Textbook 1.7 Problem #5
I'm trying to solve Problem #5 on page 65 in the textbook, which @mark said would be the basis for our Writing Assignment 1. By following the hint suggested in the problem and then applying Green's identity, along with the Dirichlet conditions, I've derived the equation
$$-\int_{\Omega} \nabla u \cdot \nabla u\,dV = \lambda\int_{\Omega} u^2\,dV.$$
Presumably the final step would be to explain that since both integrals are nonnegative, $\lambda$ must be negative for the equation to be true for a nontrivial solution. But I'm a little confused as to why the integrals must be nonnegative. Of course the integrands cannot be negative, as they are square functions, but I'm not sure why the integrals cannot be negative either. Does anyone have any thoughts?
Comments
I'm pretty sure a positive integrand can never give a negative integral...that would be geometrically nonsensical.
@dualrey It depends on the domain, I would think. The integral of $x^2$, which is always positive, is $\frac{x^3}{3}$, which is negative for negative values of $x$.
@AbS
It depends on the domain, I would think. The integral of $x^2$, which is always positive, is $x^3/3$, which is negative for negative values of $x$.
That's an indefinite integral, though. This question deals with a definite integral, which (I guess) is why @dualrey wrote "geometrically nonsensical".
@mark and @Abs That's correct.

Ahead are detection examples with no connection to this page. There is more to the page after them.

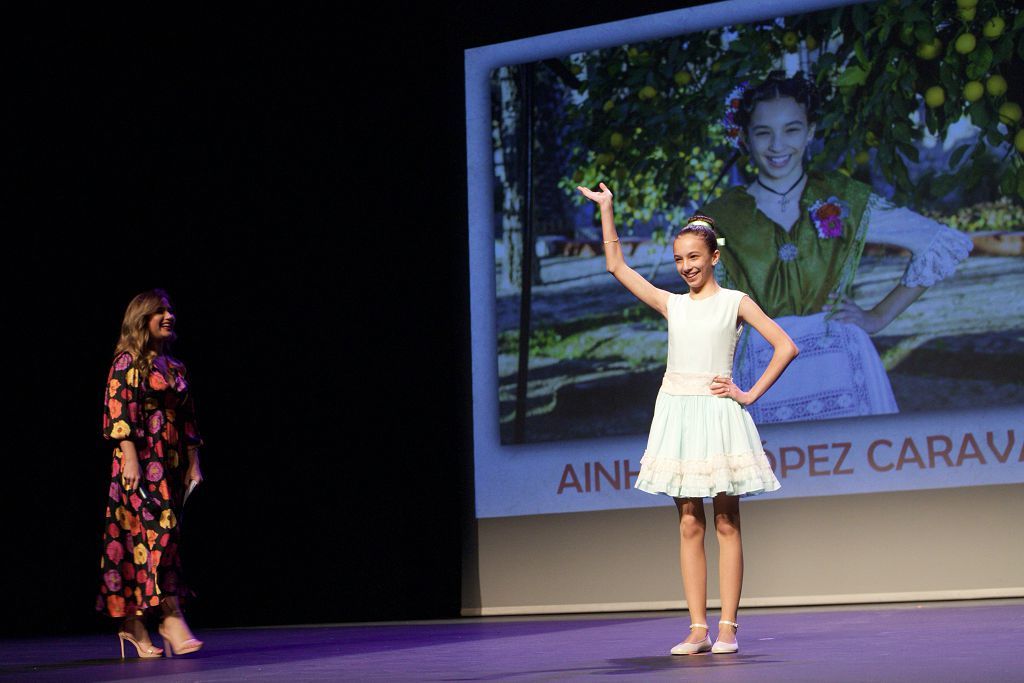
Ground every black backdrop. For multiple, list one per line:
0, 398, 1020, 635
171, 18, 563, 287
6, 2, 694, 635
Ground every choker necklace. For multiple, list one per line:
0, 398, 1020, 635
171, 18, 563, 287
757, 171, 807, 211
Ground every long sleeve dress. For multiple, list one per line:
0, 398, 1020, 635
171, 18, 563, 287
703, 173, 972, 424
96, 352, 202, 617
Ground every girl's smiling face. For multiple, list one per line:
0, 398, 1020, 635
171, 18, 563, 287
672, 232, 719, 291
746, 97, 814, 182
148, 300, 175, 342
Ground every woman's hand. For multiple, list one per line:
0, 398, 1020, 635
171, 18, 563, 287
821, 301, 889, 335
711, 375, 754, 405
121, 451, 142, 492
577, 182, 611, 209
185, 449, 203, 486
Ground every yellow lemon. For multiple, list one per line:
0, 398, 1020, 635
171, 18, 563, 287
999, 102, 1021, 126
953, 33, 978, 54
918, 38, 942, 59
981, 16, 1007, 40
925, 85, 946, 109
985, 74, 1007, 97
964, 81, 985, 102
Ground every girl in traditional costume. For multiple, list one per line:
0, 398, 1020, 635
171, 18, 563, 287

For example, if we were to integrate $x^2$ from $-1$ to $0$,
$$\int_{-1}^{0}x^2dx=\left.\frac{1}{3}x^3\right|_{-1}^{0}=\frac{1}{3}(0)^3-\frac{1}{3}(-1)^3=-\left(-\frac{1}{3}\right)=\frac{1}{3}$$
or from $-2$ to $-1$:
$$\int_{-2}^{-1}x^2dx=\left.\frac{1}{3}x^3\right|_{-2}^{-1}=\frac{1}{3}(-1)^3-\frac{1}{3}(-2)^3=\frac{1}{3}\left(-1-(-8)\right)=\frac{7}{3}.$$
These are positive, as we would expect for an area above the $x$-axis. In any case, I think I have solved this conundrum. Let's start with your original equation,
$$-\int_{\Omega}\nabla u\cdot\nabla u dV=\lambda\int_{\Omega}u^2dV.$$
Since these are intregrated over the same domain, we'll add one to another:
$$\int_{\Omega}\left[\lambda u^2+\nabla u\cdot\nabla u\right] dV=0.$$
Now if the integrand is zero for an arbitrary domain, that can only mean it is zero too. So,
$$\lambda u^2+\nabla u\cdot\nabla u=0$$
$$\Rightarrow \lambda=\frac{-\nabla u\cdot\nabla u}{u^2}.$$
Since we've already established that both $\nabla u\cdot\nabla u$ and $u^2$ are positive, we must conclude that $\lambda$ is negative.

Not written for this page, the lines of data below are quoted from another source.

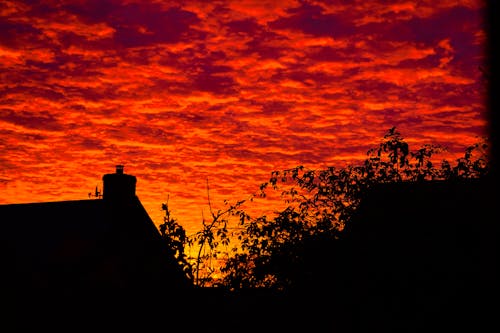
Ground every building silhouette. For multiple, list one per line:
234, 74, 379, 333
0, 165, 192, 331
0, 166, 499, 333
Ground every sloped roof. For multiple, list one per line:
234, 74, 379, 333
0, 197, 187, 292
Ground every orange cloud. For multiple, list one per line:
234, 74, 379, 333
0, 0, 488, 232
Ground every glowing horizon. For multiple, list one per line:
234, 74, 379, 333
0, 0, 487, 231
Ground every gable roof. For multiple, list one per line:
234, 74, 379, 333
0, 166, 190, 295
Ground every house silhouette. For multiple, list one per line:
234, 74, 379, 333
0, 165, 192, 331
0, 166, 498, 333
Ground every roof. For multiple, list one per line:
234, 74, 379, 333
0, 197, 187, 293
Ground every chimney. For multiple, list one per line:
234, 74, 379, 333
102, 165, 137, 201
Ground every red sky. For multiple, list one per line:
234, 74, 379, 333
0, 0, 487, 230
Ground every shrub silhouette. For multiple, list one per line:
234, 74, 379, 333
160, 127, 489, 290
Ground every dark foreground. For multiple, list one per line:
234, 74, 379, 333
2, 182, 500, 332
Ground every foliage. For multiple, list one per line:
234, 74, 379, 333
159, 198, 193, 281
162, 127, 488, 290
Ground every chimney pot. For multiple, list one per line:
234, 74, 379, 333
102, 164, 137, 201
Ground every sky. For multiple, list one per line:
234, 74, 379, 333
0, 0, 488, 232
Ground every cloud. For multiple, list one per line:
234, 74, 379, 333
0, 0, 487, 228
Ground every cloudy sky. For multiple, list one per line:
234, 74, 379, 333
0, 0, 487, 230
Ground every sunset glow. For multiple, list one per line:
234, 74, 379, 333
0, 0, 488, 232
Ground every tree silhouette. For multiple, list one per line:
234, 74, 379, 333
160, 127, 489, 290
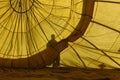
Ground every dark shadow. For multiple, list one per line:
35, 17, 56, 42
47, 34, 60, 68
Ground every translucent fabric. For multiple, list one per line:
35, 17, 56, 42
62, 0, 120, 68
0, 0, 120, 68
0, 0, 83, 58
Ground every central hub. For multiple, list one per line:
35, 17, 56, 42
10, 0, 34, 13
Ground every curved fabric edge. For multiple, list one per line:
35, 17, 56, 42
0, 39, 68, 68
0, 0, 95, 68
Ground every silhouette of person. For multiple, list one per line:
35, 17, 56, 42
47, 34, 60, 68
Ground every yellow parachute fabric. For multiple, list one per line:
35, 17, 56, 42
0, 0, 120, 68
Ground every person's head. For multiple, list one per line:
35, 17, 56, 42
51, 34, 55, 40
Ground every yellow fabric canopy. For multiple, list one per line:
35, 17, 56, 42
0, 0, 120, 68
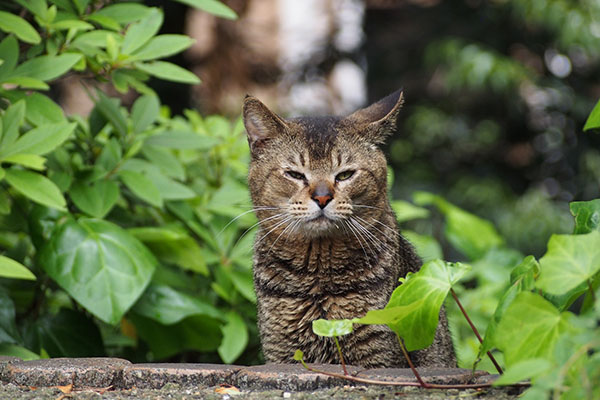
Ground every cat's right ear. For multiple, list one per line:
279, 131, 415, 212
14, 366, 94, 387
242, 95, 287, 152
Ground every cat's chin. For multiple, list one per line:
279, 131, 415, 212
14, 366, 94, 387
301, 215, 343, 239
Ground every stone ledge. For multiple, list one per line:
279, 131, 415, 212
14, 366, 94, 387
0, 357, 489, 391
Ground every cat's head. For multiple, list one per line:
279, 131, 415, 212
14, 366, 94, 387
243, 91, 403, 238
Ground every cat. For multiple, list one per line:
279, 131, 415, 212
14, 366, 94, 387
243, 90, 456, 368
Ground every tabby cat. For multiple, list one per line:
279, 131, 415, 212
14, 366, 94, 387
243, 91, 456, 368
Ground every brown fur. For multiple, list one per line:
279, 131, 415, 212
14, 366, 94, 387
244, 91, 456, 367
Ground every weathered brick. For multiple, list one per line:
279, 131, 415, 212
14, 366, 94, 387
123, 364, 243, 389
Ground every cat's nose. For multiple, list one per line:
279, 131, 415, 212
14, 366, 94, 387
311, 184, 333, 209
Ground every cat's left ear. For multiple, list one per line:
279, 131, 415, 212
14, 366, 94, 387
346, 89, 404, 144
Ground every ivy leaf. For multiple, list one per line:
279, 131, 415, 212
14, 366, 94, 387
312, 319, 352, 337
40, 218, 156, 324
569, 199, 600, 234
217, 311, 248, 364
0, 255, 36, 281
69, 180, 119, 218
583, 100, 600, 131
134, 61, 200, 84
537, 231, 600, 294
495, 292, 573, 367
0, 11, 42, 44
355, 260, 470, 351
415, 192, 504, 260
133, 284, 223, 325
6, 169, 67, 211
479, 256, 540, 356
175, 0, 237, 19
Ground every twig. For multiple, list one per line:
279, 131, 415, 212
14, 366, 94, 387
450, 288, 503, 375
300, 354, 531, 389
333, 336, 350, 376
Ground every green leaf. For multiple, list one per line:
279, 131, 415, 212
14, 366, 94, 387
0, 343, 40, 361
131, 35, 194, 61
583, 100, 600, 131
134, 61, 200, 84
229, 270, 256, 303
537, 231, 600, 294
0, 255, 36, 281
414, 192, 504, 260
92, 3, 152, 24
312, 319, 353, 337
25, 93, 65, 126
50, 19, 94, 31
6, 169, 66, 210
495, 292, 573, 368
0, 122, 77, 158
86, 14, 121, 32
96, 91, 127, 136
37, 308, 105, 357
0, 11, 42, 44
391, 200, 429, 222
130, 313, 223, 360
402, 231, 444, 262
146, 170, 198, 200
145, 131, 219, 150
121, 8, 163, 54
4, 76, 50, 90
569, 199, 600, 234
131, 95, 160, 133
119, 170, 163, 207
479, 256, 540, 356
12, 53, 82, 81
175, 0, 237, 19
129, 227, 209, 276
69, 179, 119, 218
493, 358, 552, 386
15, 0, 48, 20
217, 311, 248, 364
0, 286, 22, 343
0, 35, 19, 81
142, 144, 186, 181
133, 284, 223, 325
366, 260, 470, 351
0, 100, 25, 152
40, 218, 156, 324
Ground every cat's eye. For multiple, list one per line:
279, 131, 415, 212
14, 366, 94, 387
285, 171, 306, 181
335, 170, 354, 182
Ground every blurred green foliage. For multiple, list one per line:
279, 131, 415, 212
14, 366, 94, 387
0, 0, 259, 363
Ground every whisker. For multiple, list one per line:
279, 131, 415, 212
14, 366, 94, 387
217, 207, 281, 236
234, 213, 285, 247
342, 220, 369, 260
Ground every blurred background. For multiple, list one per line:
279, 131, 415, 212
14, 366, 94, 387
57, 0, 600, 255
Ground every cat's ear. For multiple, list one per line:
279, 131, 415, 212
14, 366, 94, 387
242, 95, 287, 151
346, 89, 404, 144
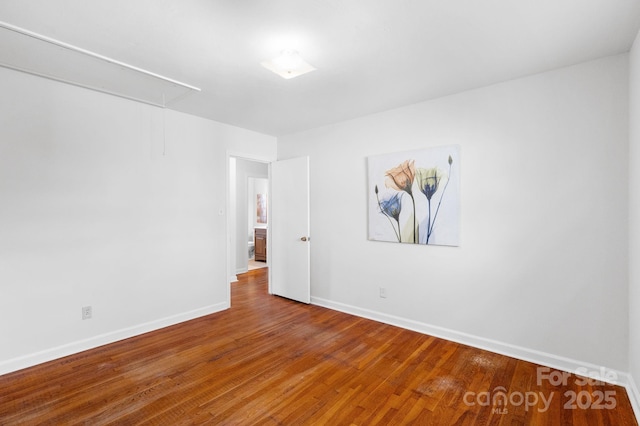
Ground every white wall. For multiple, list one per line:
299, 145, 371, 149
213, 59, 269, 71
0, 68, 276, 373
629, 29, 640, 415
234, 158, 269, 274
278, 55, 628, 371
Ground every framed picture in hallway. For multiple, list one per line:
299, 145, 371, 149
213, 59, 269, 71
367, 145, 460, 246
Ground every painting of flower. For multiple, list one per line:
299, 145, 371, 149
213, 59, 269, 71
367, 145, 460, 246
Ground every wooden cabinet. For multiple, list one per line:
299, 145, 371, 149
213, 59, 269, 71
253, 228, 267, 262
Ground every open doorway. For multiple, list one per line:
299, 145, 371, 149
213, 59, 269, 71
230, 157, 269, 275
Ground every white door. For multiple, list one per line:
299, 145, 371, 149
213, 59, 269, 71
269, 157, 311, 303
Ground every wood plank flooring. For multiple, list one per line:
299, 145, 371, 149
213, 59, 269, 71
0, 269, 637, 426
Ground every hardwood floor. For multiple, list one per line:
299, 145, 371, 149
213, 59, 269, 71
0, 269, 637, 426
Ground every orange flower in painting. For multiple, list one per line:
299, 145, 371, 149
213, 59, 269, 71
384, 160, 416, 194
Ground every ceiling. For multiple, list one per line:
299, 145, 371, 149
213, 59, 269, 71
0, 0, 640, 136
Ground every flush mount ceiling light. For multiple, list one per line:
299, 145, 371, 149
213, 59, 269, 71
260, 50, 315, 79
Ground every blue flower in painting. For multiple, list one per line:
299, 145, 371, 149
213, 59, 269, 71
380, 192, 402, 220
375, 185, 403, 243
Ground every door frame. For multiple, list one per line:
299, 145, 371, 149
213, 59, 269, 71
225, 149, 277, 307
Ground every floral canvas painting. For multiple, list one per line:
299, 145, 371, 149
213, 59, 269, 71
367, 145, 460, 246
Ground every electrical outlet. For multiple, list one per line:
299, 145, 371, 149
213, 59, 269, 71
82, 306, 93, 319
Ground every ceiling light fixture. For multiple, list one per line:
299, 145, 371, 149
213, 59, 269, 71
260, 50, 315, 79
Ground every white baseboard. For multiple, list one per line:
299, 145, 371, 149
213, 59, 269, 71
0, 302, 229, 375
626, 374, 640, 421
311, 297, 640, 419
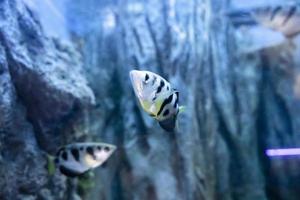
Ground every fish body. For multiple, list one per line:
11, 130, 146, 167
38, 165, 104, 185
227, 4, 300, 38
54, 143, 116, 177
129, 70, 179, 132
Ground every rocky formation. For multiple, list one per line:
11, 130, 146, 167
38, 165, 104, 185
0, 0, 94, 199
0, 0, 300, 200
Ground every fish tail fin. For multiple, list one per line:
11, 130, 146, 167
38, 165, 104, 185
224, 10, 257, 28
47, 154, 56, 175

Thanks for the great explanation, @dualrey !
@dualrey wrote:
$$\lambda=\frac{-\nabla u\cdot\nabla u}{u^2}.$$
That can't be correct as the right side is a non-constant function while the left side is constant.

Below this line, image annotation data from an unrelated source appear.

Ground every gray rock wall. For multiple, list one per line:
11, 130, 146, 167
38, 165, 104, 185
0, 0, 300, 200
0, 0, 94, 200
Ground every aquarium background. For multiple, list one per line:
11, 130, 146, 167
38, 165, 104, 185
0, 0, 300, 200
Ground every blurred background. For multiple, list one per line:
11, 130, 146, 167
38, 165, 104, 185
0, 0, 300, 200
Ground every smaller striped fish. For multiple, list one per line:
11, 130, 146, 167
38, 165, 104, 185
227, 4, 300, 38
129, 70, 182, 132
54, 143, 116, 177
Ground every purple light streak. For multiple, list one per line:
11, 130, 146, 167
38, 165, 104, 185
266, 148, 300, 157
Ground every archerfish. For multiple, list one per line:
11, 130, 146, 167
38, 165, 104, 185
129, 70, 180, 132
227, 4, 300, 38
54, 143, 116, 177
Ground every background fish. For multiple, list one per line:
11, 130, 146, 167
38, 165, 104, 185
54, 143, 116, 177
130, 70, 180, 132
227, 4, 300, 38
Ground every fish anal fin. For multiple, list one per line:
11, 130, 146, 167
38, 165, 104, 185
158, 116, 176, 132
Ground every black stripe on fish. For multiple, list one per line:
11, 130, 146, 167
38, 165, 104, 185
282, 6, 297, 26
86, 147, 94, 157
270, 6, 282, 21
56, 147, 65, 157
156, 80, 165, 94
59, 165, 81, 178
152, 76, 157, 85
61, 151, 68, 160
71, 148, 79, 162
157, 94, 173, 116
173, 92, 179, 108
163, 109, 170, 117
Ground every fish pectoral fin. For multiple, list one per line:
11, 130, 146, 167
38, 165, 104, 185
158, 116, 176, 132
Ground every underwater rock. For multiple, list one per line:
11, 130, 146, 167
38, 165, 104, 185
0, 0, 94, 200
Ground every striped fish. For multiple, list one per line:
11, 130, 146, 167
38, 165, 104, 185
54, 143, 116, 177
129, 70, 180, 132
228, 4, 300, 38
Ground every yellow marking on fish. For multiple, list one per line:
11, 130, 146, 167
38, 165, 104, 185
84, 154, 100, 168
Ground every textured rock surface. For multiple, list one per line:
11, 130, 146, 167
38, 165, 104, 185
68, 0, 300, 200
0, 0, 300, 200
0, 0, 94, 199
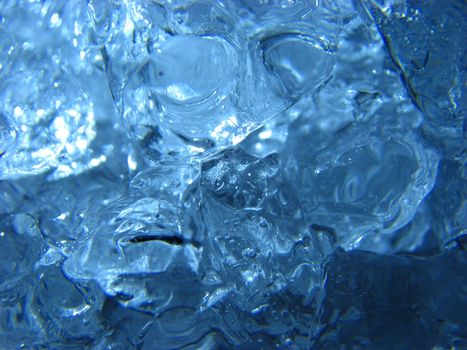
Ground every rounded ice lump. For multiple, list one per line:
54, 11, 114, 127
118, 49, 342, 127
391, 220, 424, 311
0, 0, 467, 350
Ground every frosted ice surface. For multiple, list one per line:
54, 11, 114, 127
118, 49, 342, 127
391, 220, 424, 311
0, 0, 467, 350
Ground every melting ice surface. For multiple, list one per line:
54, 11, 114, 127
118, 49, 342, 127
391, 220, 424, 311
0, 0, 467, 349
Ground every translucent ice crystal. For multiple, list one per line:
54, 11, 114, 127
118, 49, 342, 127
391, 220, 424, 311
0, 0, 467, 350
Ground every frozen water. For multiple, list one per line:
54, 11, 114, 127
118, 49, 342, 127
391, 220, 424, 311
0, 0, 467, 350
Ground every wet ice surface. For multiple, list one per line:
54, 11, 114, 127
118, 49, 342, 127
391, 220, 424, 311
0, 0, 467, 349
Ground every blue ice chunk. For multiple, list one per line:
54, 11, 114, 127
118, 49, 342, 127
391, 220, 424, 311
0, 0, 467, 350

@mark I don't know what you mean. I thought I had proved that the right side $\textit{is}$ a constant, unless there is some external reason that $\nabla u\cdot\nabla u$ and $u^2$ cannot be proportional, in which case we would have a contradiction.
@dualrey
I thought I had proved that the right side is a constant
Hm... I guess we could always check an example. The easiest one I can think of would be the eigenfunction $u(x)=\sin(x)$ over $[0,\pi]$. Keeping in mind that, in one dimension, the Laplacian is just the second derivative and the gradient is just the first derivative.
@mark Ah, sweet example. I now see where my "proof" went wrong. I was rather cavalier about dividing by $u^2$, as if it would never be zero, but our boundary conditions say it must be zero somewhere! Any function where my ratio doesn't blow up can't be a solution to the problem, hence the contradiction. We should be good though, having established that the integrals are positive anyway, right?
@dualrey I think so. If we know that definite integrals of nonnegative integrands are nonnegative, than it follows that for the original equation to be true, $\lambda$ must be negative for both sides to have the same sign.